In some embodiments, a tangible, non-transitory apparatus or article of manufacture comprising a tangible, non-transitory computer useable or readable medium having control logic (software) stored thereon may also be referred to herein as a computer program product or program storage device. This includes, but is not limited to, computer system 400, main memory 408, secondary memory 410, and removable storage units 418 and 422, as well as tangible articles of manufacture embodying any combination of the foregoing. Such control logic, when executed by one or more data processing devices (such as computer system 400), may cause such data processing devices to operate as described herein.

Based on the teachings contained in this disclosure, it will be apparent to persons skilled in the relevant art(s) how to make and use embodiments of this disclosure using data processing devices, computer systems and/or computer architectures other than that shown in FIG. 4. In particular, embodiments can operate with software, hardware, and/or operating system implementations other than those described herein.

It is to be appreciated that the Detailed Description section, and not any other section, is intended to be used to interpret the claims. Other sections can set forth one or more but not all exemplary embodiments as contemplated by the inventor(s), and thus, are not intended to limit this disclosure or the appended claims in any way.

While this disclosure describes exemplary embodiments for exemplary fields and applications, it should be understood that the disclosure is not limited thereto. Other embodiments and modifications thereto are possible, and are within the scope and spirit of this disclosure. For example, and without limiting the generality of this paragraph, embodiments are not limited to the software, hardware, firmware, and/or entities illustrated in the figures and/or described herein. Further, embodiments (whether or not explicitly described herein) have significant utility to fields and applications beyond the examples described herein.

Embodiments have been described herein with the aid of functional building blocks illustrating the implementation of specified functions and relationships thereof.

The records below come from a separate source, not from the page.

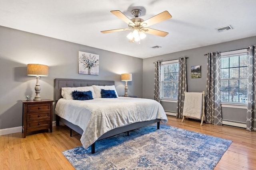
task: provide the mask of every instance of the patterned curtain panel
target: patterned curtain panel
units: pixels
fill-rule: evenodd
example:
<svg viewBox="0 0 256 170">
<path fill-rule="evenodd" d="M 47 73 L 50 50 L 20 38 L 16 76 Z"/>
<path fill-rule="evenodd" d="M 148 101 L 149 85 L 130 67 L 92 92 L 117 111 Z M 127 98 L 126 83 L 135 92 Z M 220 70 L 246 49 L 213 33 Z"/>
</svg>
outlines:
<svg viewBox="0 0 256 170">
<path fill-rule="evenodd" d="M 248 77 L 248 103 L 246 114 L 246 129 L 248 131 L 256 131 L 256 111 L 255 99 L 256 95 L 256 49 L 255 45 L 248 49 L 248 57 L 249 76 Z"/>
<path fill-rule="evenodd" d="M 208 59 L 206 123 L 222 125 L 222 120 L 220 91 L 220 54 L 218 52 L 211 53 L 206 55 Z"/>
<path fill-rule="evenodd" d="M 155 62 L 155 88 L 154 89 L 154 99 L 160 103 L 160 61 Z"/>
<path fill-rule="evenodd" d="M 179 74 L 179 86 L 176 117 L 182 118 L 183 106 L 184 106 L 184 92 L 188 91 L 187 86 L 187 66 L 186 57 L 179 59 L 180 67 Z"/>
</svg>

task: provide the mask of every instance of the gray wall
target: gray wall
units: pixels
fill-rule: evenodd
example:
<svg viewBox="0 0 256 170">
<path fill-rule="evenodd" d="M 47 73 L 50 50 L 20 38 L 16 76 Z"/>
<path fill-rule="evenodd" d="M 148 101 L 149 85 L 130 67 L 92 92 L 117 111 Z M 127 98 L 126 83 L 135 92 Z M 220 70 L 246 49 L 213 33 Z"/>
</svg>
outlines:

The boundaries of these functional building blocks have been arbitrarily defined herein for the convenience of the description. Alternate boundaries can be defined as long as the specified functions and relationships (or equivalents thereof) are appropriately performed. Also, alternative embodiments can perform functional blocks, steps, operations, methods, etc using orderings different than those described herein.

References herein to “one embodiment.” “an embodiment,” “an example embodiment,” or similar phrases, indicate that the embodiment described can include a particular feature, structure, or characteristic, but every embodiment can not necessarily include the particular feature, structure, or characteristic. Moreover, such phrases are not necessarily referring to the same embodiment. Further, when a particular feature, structure, or characteristic is described in connection with an embodiment, it would be within the knowledge of persons skilled in the relevant art(s) to incorporate such feature, structure, or characteristic into other embodiments whether or not explicitly mentioned or described herein. Additionally, some embodiments can be described using the expression “coupled” and “connected” along with their derivatives. These terms are not necessarily intended as synonyms for each other. For example, some embodiments can be described using the terms “connected” and/or “coupled” to indicate that two or more elements are in direct physical or electrical contact with each other. The term “coupled,” however, can also mean that two or more elements are not in direct contact with each other, but yet still co-operate or interact with each other.

The breadth and scope of this disclosure should not be limited by any of the above-described exemplary embodiments, but should be defined only in accordance with the following claims and their equivalents.

Claims

1. A computer implemented method for entity matching, comprising:

generating, by at least one processor, a first set of data, wherein the first set of data comprises a first plurality of entities;

modifying, by the at least one processor, the first set of data by processing the first set of data resulting in a second set of data, wherein the second set of data comprises a second plurality of entities;

extracting, by the at least one processor, the second set of data to be used in a machine learning (ML) process based at least in part on at least one ML model;

training, by the at least one processor, the second set of data on at least one ML model;

predicting, by the at least one processor, a third set of data based on the at least one ML model, wherein the third set of data comprises a third plurality of entities; and

classifying, by the at least one processor, the first, second, and third plurality of entities by a class.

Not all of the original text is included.